Indien ’t U eenige satisfactie kan geven dat wat ge “mijn plannen voor de toekomst” noemt ook in duigen liggen zoo tamelijk, wees er gezegend mee. Dit is echter voor mij nog geen reden goed te vinden Uw wijze van zien daarover, waarvan ik herhalen moet ik ze slecht blijf vinden.–
Het atelier kan ik nog niet opgeven – ik moet iets vasts hebben en men kan in geen geval van me eischen ik het dorp uitga. Dat evenwel ’t te voorzien is ik me hier op prepareeren moet, is juist het punt dat maakt het me spijt ik niet verleden jaar reeds inzag onze afspraak wederzijdsch onhoudbaar was. Gegroet.

Vincent

 4v:13
ik moet protesteeren tegen een onderstreept gezegde in uw brief – dat ik copieer.
“en ik verzoek je dus voortaan van de frs 150, die ik je zal blijven zenden, volgens afspraak toen wij goede vrienden waren, er door ons beiden was goedgevonden frs 50 te geven aan Pa.”–
Daar protesteer ik tegen, ’t is niet waar dat “toen we nog goede vrienden waren” &c. door ons is afgesproken ik frs 50 betalen zou. Ik herinner me ’t gesprek – in den tuin9 – daarover zeer wel, en wel verre van iets af te spreken heb ik niets af willen spreken in dien zin toen bij die gelegenheid, en is ’t daar mee geeindigd dat ik zoo tamelijk uitdrukkelijk U er op wees dat ik geld noodig had om eenige voorgenomen grootere doeken er op te brengen en andere onkosten genoeg had. indien er iets is afgesproken was het voor later, als ik er meer boven op zou zijn.
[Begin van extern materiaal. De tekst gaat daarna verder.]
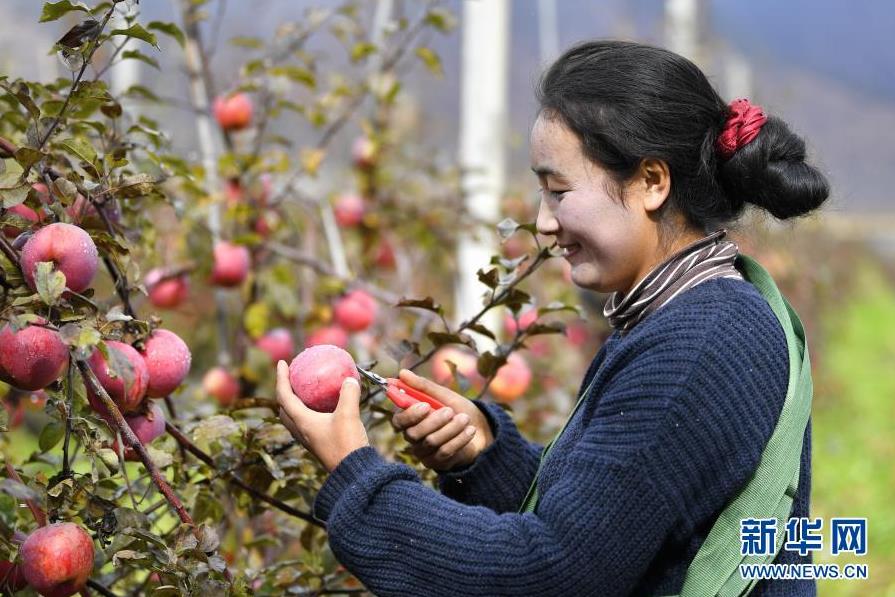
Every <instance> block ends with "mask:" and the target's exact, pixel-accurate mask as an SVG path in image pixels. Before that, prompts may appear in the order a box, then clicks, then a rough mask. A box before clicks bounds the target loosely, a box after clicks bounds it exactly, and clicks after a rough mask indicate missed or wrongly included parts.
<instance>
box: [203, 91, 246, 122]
mask: <svg viewBox="0 0 895 597" xmlns="http://www.w3.org/2000/svg"><path fill="white" fill-rule="evenodd" d="M211 109H212V112H214V117H215V119H217V121H218V124H219V125H220V127H221V128H222V129H224V130H225V131H238V130H240V129H244V128H246V127H247V126H249V124H251V122H252V100H251V99H249V96H247V95H246V94H244V93H234V94H233V95H229V96H220V97H218V98H216V99H215V100H214V104H213V105H212V108H211Z"/></svg>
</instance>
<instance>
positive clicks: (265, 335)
mask: <svg viewBox="0 0 895 597" xmlns="http://www.w3.org/2000/svg"><path fill="white" fill-rule="evenodd" d="M255 346H257V347H258V348H260V349H261V350H263V351H264V352H266V353H267V354H268V355H270V360H271V362H273V363H274V364H276V363H277V361H288V360H289V359H291V358H292V357H293V356H294V355H295V343H294V342H293V341H292V335H291V334H290V333H289V330H287V329H286V328H275V329H272V330H270V331H269V332H267V333H266V334H264V335H263V336H261V337H260V338H258V340H257V341H256V342H255Z"/></svg>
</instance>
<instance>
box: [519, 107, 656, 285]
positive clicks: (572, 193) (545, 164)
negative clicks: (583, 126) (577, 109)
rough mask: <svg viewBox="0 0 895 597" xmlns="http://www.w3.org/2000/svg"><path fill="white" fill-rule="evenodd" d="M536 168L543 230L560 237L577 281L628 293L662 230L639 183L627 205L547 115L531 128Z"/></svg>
mask: <svg viewBox="0 0 895 597" xmlns="http://www.w3.org/2000/svg"><path fill="white" fill-rule="evenodd" d="M531 169H532V170H533V171H534V172H535V174H536V175H537V177H538V181H539V182H540V193H541V203H540V209H539V211H538V220H537V227H538V232H540V233H541V234H545V235H550V236H555V237H556V241H557V243H558V244H559V245H560V246H561V247H563V248H564V249H565V250H566V256H565V259H567V260H568V262H569V264H570V265H571V266H572V281H573V282H574V283H575V284H576V285H578V286H581V287H582V288H588V289H590V290H595V291H597V292H604V293H609V292H615V291H620V292H623V293H627V291H628V290H629V289H630V288H632V287H633V286H634V284H635V283H636V282H637V281H639V280H640V279H641V277H643V276H645V275H646V274H647V273H649V271H650V269H652V267H653V266H654V257H655V252H656V244H657V233H656V226H655V223H654V222H652V221H651V220H650V218H649V217H648V213H647V212H646V211H645V210H644V204H645V203H644V201H643V194H642V193H640V192H638V189H639V185H630V186H629V187H627V188H626V200H627V203H628V207H627V208H625V207H623V206H622V205H621V203H620V202H619V201H617V200H615V199H613V198H612V197H611V196H610V194H609V192H608V191H607V189H610V188H611V186H610V182H611V181H610V178H609V175H608V174H607V172H606V171H605V170H604V169H603V168H601V167H599V166H597V165H596V164H594V163H593V162H592V161H590V160H589V159H587V157H585V155H584V153H583V152H582V148H581V143H580V141H579V140H578V137H577V136H576V135H575V134H574V133H573V132H572V131H571V130H569V129H568V128H567V127H566V126H565V125H564V124H563V122H562V121H561V120H560V119H558V118H549V117H545V116H544V115H543V114H541V116H539V117H538V119H537V121H536V122H535V124H534V127H533V128H532V131H531ZM655 263H658V262H655Z"/></svg>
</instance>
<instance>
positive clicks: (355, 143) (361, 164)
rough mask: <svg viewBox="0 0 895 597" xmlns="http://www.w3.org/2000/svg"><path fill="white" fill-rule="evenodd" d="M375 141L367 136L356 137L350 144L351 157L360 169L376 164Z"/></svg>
mask: <svg viewBox="0 0 895 597" xmlns="http://www.w3.org/2000/svg"><path fill="white" fill-rule="evenodd" d="M376 149H377V148H376V143H374V142H373V140H372V139H370V138H369V137H358V138H357V139H355V140H354V143H353V144H352V146H351V159H352V160H353V161H354V165H355V166H357V167H358V168H361V169H367V168H372V167H373V165H374V164H376Z"/></svg>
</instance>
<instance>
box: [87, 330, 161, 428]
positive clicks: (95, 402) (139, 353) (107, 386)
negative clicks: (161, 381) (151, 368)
mask: <svg viewBox="0 0 895 597" xmlns="http://www.w3.org/2000/svg"><path fill="white" fill-rule="evenodd" d="M106 347H107V348H108V351H109V359H110V360H111V361H112V362H111V363H109V362H107V361H106V359H105V358H104V357H103V353H101V352H100V351H99V349H96V350H94V351H93V354H92V355H90V358H89V359H88V360H87V364H88V365H89V366H90V369H91V370H92V371H93V373H94V375H96V379H97V380H98V381H99V384H100V385H101V386H102V387H103V388H104V389H105V390H106V392H107V393H108V394H109V397H110V398H111V399H112V401H113V402H115V404H116V405H118V408H119V409H121V412H122V413H128V412H133V411H134V410H136V409H137V407H139V406H140V403H141V402H142V401H143V398H144V397H145V396H146V390H147V389H148V388H149V369H148V368H147V367H146V360H145V359H144V358H143V356H142V355H140V353H139V352H137V351H136V349H135V348H134V347H133V346H131V345H130V344H125V343H124V342H118V341H116V340H108V341H106ZM86 385H87V400H88V401H89V402H90V406H91V407H93V410H95V411H96V412H97V414H99V415H100V416H102V417H104V418H109V417H111V414H110V413H109V412H108V411H107V410H106V407H105V405H104V404H103V402H102V400H101V399H100V397H99V395H98V394H96V393H94V391H93V386H92V384H89V383H88V384H86Z"/></svg>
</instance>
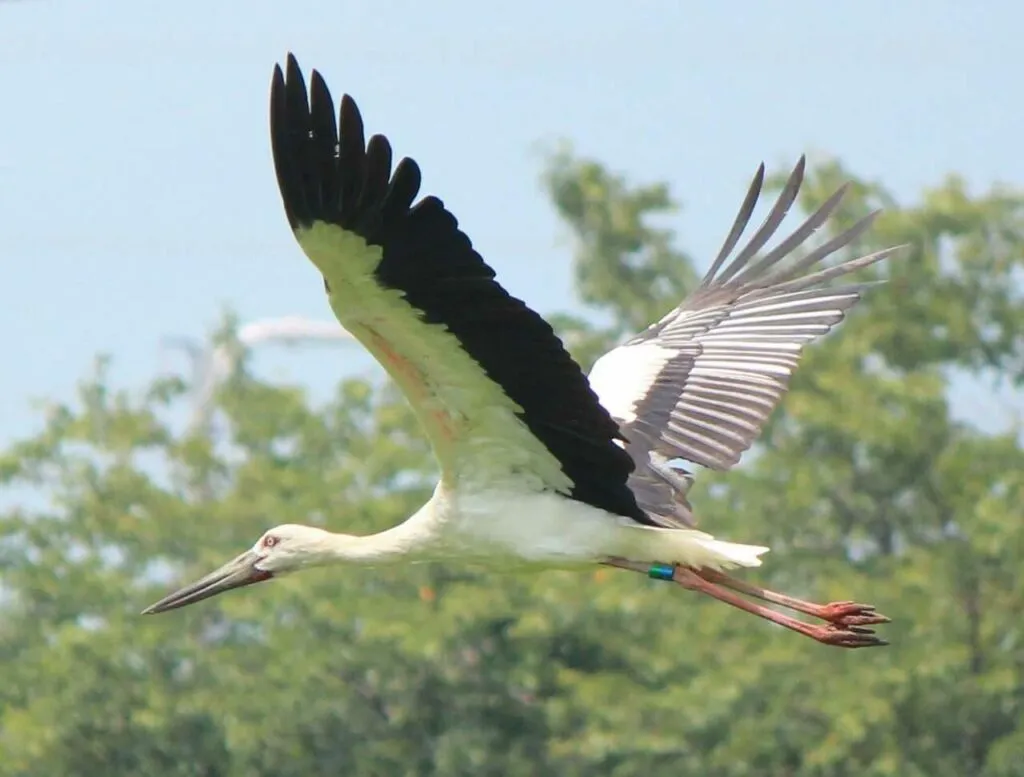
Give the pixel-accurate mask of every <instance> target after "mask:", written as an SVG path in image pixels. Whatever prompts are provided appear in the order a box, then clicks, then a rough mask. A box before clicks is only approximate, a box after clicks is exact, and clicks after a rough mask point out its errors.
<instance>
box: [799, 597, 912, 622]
mask: <svg viewBox="0 0 1024 777" xmlns="http://www.w3.org/2000/svg"><path fill="white" fill-rule="evenodd" d="M810 609H814V610H816V611H813V612H809V613H808V614H810V615H814V616H815V617H819V618H821V619H822V620H827V621H828V622H829V623H833V624H834V625H837V627H840V628H843V627H861V625H872V624H874V623H889V622H891V621H892V618H889V617H887V616H886V615H883V614H882V613H881V612H879V611H878V610H876V609H874V607H873V606H871V605H869V604H859V603H858V602H831V603H829V604H822V605H814V606H812V608H810Z"/></svg>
Dezen brief zegt U uitdrukkelijk dat ik nu glad er voor pas iets te maken te hebben met wat ge met Pa zoudt willen afspreken over eventueel kostgeld.
Om nu verder misverstand in dezen te voorkomen, over die frs 50 kostgeld, heb ik Pa Uw brief van heden en dezen brief laten lezen. Ik wil over die kwestie niet meer hooren, maak gij dat met Pa uit. ik zeg je nog eens het is niet waar ik afgesproken ben frs 50 te betalen als kostgeld, als ik dat beloofd had zoo  4r:14 had ik ’t ook gehouden maar ik herinner me ’t heele gesprek erover en ’t is eenvoudig het tegenovergestelde, dat ik U heb gezegd namelijk dat ik voorloopig te veel anders te betalen had, dat ik het nog niet kon.